Mike me fournit quelques informations : “Après le décès du grand Giacomo Orlando, la gestion de l’établissement est passée aux mains de son petit‑fils Lorenzo, la brebis galeuse de la famille. Il s’est chamaillé avec tous et a refusé de prendre la succession de son père Salvatore. Il a échappé à l’ire des Orlando parce qu’il était l’aîné, fils unique et le préféré de son grand‑père : sur son lit de mort, ce dernier l’avait prié de ne pas abandonner la ville et de poursuivre l’activité de l’établissement, pierre angulaire de la famille Orlando. Par amour pour son grand‑père, Lorenzo a accepté et a transformé cet établissement en lieu le plus exclusif et prestigieux de Rockart City.”

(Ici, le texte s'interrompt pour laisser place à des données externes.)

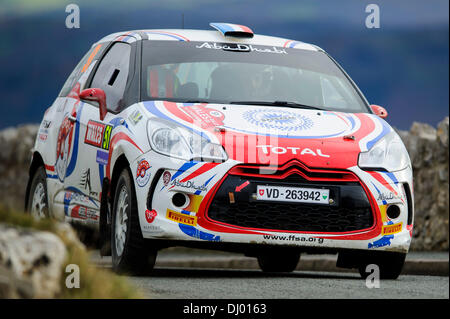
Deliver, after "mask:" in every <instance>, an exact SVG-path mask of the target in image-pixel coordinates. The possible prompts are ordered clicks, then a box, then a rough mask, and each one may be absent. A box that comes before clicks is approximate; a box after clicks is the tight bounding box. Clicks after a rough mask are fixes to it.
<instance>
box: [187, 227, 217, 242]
mask: <svg viewBox="0 0 450 319" xmlns="http://www.w3.org/2000/svg"><path fill="white" fill-rule="evenodd" d="M178 227H180V230H181V231H182V232H183V233H185V234H186V235H188V236H190V237H193V238H198V239H201V240H208V241H220V236H218V235H214V234H210V233H207V232H204V231H201V230H198V229H197V228H195V227H193V226H190V225H182V224H180V225H178Z"/></svg>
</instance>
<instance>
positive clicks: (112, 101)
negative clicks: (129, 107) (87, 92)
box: [91, 42, 131, 112]
mask: <svg viewBox="0 0 450 319" xmlns="http://www.w3.org/2000/svg"><path fill="white" fill-rule="evenodd" d="M130 54H131V46H130V45H129V44H127V43H122V42H117V43H115V44H113V46H112V47H111V48H110V49H109V51H108V52H107V53H106V56H105V57H104V58H103V59H102V61H101V62H100V65H99V66H98V69H97V71H96V73H95V75H94V77H93V79H92V83H91V88H99V89H102V90H103V91H105V94H106V105H107V108H108V110H109V111H112V112H118V111H120V110H121V109H122V108H123V107H124V106H125V105H123V104H122V99H123V95H124V92H125V86H126V84H127V79H128V73H129V65H130Z"/></svg>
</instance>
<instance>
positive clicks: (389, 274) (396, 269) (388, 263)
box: [358, 252, 406, 279]
mask: <svg viewBox="0 0 450 319" xmlns="http://www.w3.org/2000/svg"><path fill="white" fill-rule="evenodd" d="M405 258H406V254H403V253H393V252H377V253H374V254H372V255H368V256H367V257H366V258H364V262H363V263H362V264H361V265H360V266H359V268H358V270H359V274H360V275H361V277H362V278H363V279H366V278H367V276H368V275H369V274H370V272H366V267H367V266H368V265H370V264H375V265H377V266H378V267H379V269H380V279H397V278H398V276H400V274H401V272H402V269H403V265H404V264H405Z"/></svg>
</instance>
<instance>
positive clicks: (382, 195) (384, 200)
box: [377, 192, 401, 201]
mask: <svg viewBox="0 0 450 319" xmlns="http://www.w3.org/2000/svg"><path fill="white" fill-rule="evenodd" d="M392 199H401V197H400V196H398V195H395V194H393V193H392V192H389V193H387V194H386V193H379V194H378V198H377V200H379V201H389V200H392Z"/></svg>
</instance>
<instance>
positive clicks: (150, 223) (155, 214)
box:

“Ce doit être un type génial.”
“Oui, et il n’a que vingt-neuf ans. Mais ne t’attends pas à un chevalier dans une brillante armure ; c’est un requin comme tous les Orlando et il ne pardonne pas le moindre écart. Un seul faux‑pas avec lui et on risque de faire une triste fin. Je me souviens d’une bagarre que deux types avaient déclenché l’an dernier, bagarre qui avait entraîné une intervention de la police. Eh bien, depuis ce jour on se demande bien la fin qu’on faite ces deux abrutis. Si la famille Orlando dirige tout le monde et tout ce qui bouge à l’ouest de Rockart City, au Bridge l’unique loi en vigueur est celle de Lorenzo. Tout ce qui gravite autour de lui est archi‑blindé et le rend inaccessible s’il n’y consent pas. La ville était convaincue qu’en renonçant à l’héritage de la famille, il aurait perdu tout pouvoir ; et malgré tout Lorenzo a démontré qu’il s’en sortait très bien tout seul. Il dispose aujourd’hui d’un pouvoir comparable à celui de sa famille, chose d’autant plus remarquable qu’il se l’est construit tout seul.”

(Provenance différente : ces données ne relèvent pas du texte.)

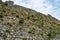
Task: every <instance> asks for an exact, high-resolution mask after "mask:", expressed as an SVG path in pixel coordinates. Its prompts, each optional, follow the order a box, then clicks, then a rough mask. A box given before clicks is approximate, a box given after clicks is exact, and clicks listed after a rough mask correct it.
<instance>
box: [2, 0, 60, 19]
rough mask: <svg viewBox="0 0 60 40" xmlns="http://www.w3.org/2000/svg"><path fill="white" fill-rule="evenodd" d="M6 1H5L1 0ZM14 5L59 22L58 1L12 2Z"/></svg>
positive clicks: (26, 1)
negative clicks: (23, 7)
mask: <svg viewBox="0 0 60 40" xmlns="http://www.w3.org/2000/svg"><path fill="white" fill-rule="evenodd" d="M2 1H6V0H2ZM12 1H14V3H15V4H18V5H21V6H24V7H27V8H31V9H34V10H36V11H38V12H41V13H43V14H45V15H47V14H50V15H52V16H53V17H55V18H57V19H59V20H60V0H18V1H17V0H12Z"/></svg>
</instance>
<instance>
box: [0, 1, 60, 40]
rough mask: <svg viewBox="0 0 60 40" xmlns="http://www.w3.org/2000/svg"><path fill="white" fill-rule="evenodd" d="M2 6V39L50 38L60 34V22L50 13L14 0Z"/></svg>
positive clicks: (9, 1) (35, 39) (31, 39)
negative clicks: (14, 0)
mask: <svg viewBox="0 0 60 40" xmlns="http://www.w3.org/2000/svg"><path fill="white" fill-rule="evenodd" d="M2 5H3V6H2ZM0 6H2V8H1V9H0V40H3V39H4V40H50V38H53V37H54V36H56V34H57V33H59V34H60V22H59V21H58V20H56V19H54V18H53V17H52V16H50V15H48V16H47V15H43V14H41V13H39V12H36V11H34V10H31V9H28V8H25V7H22V6H19V5H14V3H13V2H12V1H6V4H5V3H3V4H1V5H0ZM12 6H13V7H12Z"/></svg>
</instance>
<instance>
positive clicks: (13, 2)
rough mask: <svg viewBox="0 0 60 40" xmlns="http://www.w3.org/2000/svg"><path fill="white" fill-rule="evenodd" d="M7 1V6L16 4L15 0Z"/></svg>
mask: <svg viewBox="0 0 60 40" xmlns="http://www.w3.org/2000/svg"><path fill="white" fill-rule="evenodd" d="M5 3H6V4H7V6H13V5H14V2H13V1H6V2H5Z"/></svg>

“Bof, le nom de sa famille l’aura aidé.”
“À présent, oui. Pas au moment où il avait coupé les ponts avec sa famille. La moitié des parents voulait sa tête lorsqu’il les a envoyés balader. Son grand‑père, chef de tous les Orlando, l’aurait protégé mais, après son décès, Lorenzo s’est retrouvé tout seul.”
“Il doit avoir un sacré courage pour défier aussi ouvertement sa famille”, m’exclamai-je avec une pointe d’envie. Combien aurais‑je voulu être comme lui ou avoir un grand‑père qui me soutînt. Mais mes grands‑parents étaient tous morts ou retournés en Italie.